Leading a business as a sole proprietor is both challenging and rewarding. You are the only person who is responsible for making decisions about the organization, its direction, and whether or not it changes status to an LLC or another type of company. There is no one else to take the hit when something doesn’t go right. There’s also no one to share your successes with when the company excels. Below, you will find some important steps that sole proprietors should take as their businesses begin to grow from the Shapiro Law Group, P.C.

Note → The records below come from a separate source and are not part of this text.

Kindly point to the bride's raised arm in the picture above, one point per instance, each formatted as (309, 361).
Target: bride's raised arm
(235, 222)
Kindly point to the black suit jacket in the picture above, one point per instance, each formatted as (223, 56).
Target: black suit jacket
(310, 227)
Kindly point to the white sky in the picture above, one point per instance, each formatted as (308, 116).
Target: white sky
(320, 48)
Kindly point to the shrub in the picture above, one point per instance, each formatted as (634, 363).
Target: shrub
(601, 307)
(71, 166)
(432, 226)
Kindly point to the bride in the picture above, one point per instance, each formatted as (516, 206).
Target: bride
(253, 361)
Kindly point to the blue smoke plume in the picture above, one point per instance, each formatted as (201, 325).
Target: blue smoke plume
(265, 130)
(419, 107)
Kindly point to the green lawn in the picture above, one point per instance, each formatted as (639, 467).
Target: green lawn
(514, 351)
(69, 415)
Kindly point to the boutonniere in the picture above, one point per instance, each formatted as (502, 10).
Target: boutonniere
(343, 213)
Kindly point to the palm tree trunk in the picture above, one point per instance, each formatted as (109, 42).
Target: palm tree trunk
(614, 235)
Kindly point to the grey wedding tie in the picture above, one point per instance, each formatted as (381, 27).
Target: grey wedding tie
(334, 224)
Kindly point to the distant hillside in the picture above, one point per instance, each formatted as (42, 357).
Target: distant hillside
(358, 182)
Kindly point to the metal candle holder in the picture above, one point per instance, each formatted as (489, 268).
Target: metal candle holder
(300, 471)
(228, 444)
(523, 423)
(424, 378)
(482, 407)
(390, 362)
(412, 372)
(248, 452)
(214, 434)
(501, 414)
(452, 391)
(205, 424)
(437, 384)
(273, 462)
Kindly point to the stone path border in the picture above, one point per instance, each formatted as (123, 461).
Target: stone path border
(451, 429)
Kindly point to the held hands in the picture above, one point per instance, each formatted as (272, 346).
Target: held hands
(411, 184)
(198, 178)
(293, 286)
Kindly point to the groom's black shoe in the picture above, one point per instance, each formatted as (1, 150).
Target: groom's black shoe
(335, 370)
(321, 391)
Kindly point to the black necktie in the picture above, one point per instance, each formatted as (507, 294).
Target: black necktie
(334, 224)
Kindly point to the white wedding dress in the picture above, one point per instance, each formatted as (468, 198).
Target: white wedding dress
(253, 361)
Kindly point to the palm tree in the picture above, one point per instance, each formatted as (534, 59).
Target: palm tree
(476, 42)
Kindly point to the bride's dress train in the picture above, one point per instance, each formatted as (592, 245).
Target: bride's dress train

Have a Business Plan in Writing
A sole proprietorship does not have to legally be set up since you are operating as a company of one, but it is still important for you to have a business plan in writing. Having a plan in writing makes it easier to meet your goals, operate on a daily basis, and make sure you are performing the tasks you need in order for your business to succeed. A business plan also helps you understand the financial viability of your business and check if you are meeting the numbers necessary to grow.
Register a Fictitious Business Name
In the debate between sole proprietor vs independent contractor, one consideration is whether to register a fictitious business name. Independent contractors often operate their business under their own name. For example, if you are a marketing professional and your name is John Doe, your business name will simply be John Doe. Sole proprietors can also use their given name as their business name. When your company begins to grow, you may want to register a fictitious business name to operate under. John Doe could become JD Marketing.
Even though you are a sole proprietorship, you will still need to draft contracts for various reasons. One of those reasons is to provide your services to clients (either individuals or other companies). You should never perform any work without a contract of some kind in writing. Contracts will help protect your investment and prevent you from providing services that wind up not being paid for by the client.